On a recent visit before the scallop took the slot, Cullum's poached white fish, with court-bouillon — a white wine and lemon-spiked poaching liquid — and served with asparagus and roe was easily one of the best composed dishes I have tasted. The court-bouillon, made with the iconic throuple of celery, carrot and onion, brought plenty of salt, white wine, herbs and zesty peppercorn to the party. The slightest, surprise waft of truffle oil teased olfactory nerves without overpowering the dish.
Those familiar with truffle oil know what a feat that is. The smallest overuse can easily overpower a protein, or any other ingredient, for that matter. In this dish, Cullum used both black bass and tilefish, depending on what was on offer from his seafood vendor, but it was the balance of everything else that knocked my socks off.
Fortunately, that continues to be the case for nearly everything I have tried at Attaboy, from its food to its cocktails to its coffee, the latter charmingly offered in a serve-yourself way, replete with old-timey mint-green milk glass sugar shakers.
The details in everything at Attaboy make it a must-try, and that much hasn't changed — not even as economic woes continue to roil the restaurant industry.

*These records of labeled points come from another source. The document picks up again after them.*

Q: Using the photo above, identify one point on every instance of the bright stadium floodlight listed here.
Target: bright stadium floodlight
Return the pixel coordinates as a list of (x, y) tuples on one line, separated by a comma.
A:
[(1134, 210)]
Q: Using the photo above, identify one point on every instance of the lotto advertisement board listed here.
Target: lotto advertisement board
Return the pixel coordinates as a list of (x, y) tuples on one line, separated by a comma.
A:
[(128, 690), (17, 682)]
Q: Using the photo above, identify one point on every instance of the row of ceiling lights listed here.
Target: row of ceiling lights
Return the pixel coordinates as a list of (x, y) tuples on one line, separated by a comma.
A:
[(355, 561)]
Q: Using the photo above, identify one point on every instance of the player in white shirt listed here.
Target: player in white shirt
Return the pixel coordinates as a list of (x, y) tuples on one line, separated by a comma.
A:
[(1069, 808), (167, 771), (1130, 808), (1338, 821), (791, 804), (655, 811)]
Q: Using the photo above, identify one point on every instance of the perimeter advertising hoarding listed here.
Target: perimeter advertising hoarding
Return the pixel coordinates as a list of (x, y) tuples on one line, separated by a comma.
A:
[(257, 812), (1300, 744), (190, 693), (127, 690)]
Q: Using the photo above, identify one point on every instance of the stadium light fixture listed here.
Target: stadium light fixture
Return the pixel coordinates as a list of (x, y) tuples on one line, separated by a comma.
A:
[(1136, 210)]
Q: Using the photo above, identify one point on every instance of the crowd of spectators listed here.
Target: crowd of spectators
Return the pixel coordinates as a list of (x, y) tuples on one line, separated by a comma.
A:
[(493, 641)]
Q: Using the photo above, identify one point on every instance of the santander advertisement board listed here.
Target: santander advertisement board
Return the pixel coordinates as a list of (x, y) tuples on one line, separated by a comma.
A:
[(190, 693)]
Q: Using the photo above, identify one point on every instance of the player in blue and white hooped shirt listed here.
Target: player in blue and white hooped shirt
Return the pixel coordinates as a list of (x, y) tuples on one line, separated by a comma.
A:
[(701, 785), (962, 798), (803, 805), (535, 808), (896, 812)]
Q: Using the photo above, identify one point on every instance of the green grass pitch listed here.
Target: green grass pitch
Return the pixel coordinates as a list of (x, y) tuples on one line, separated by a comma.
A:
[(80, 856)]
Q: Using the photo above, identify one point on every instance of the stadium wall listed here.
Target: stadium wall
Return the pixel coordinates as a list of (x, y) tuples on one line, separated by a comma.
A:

Sure, the spot's food and drink are consistently stellar, but it's the attention to each cocktail, each delicately prepared sauce or salad that makes every experience memorable.
Cullum's late father, the renowned jazz musician Jim Cullum Jr., held a longstanding residency at downtown's The Landing Jazz Club. That afforded the young chef-to-be exposure to high-end foods and techniques early in life. The eatery's name was dreamt up by the elder Cullum, whose photo looks over Attaboy's marble countertop.
Though the chef doesn't fancy himself a musician like his father, it's clear the proclivity to produce effortless, transformative harmony runs deep. And so far, there's no sign that song is approaching its coda.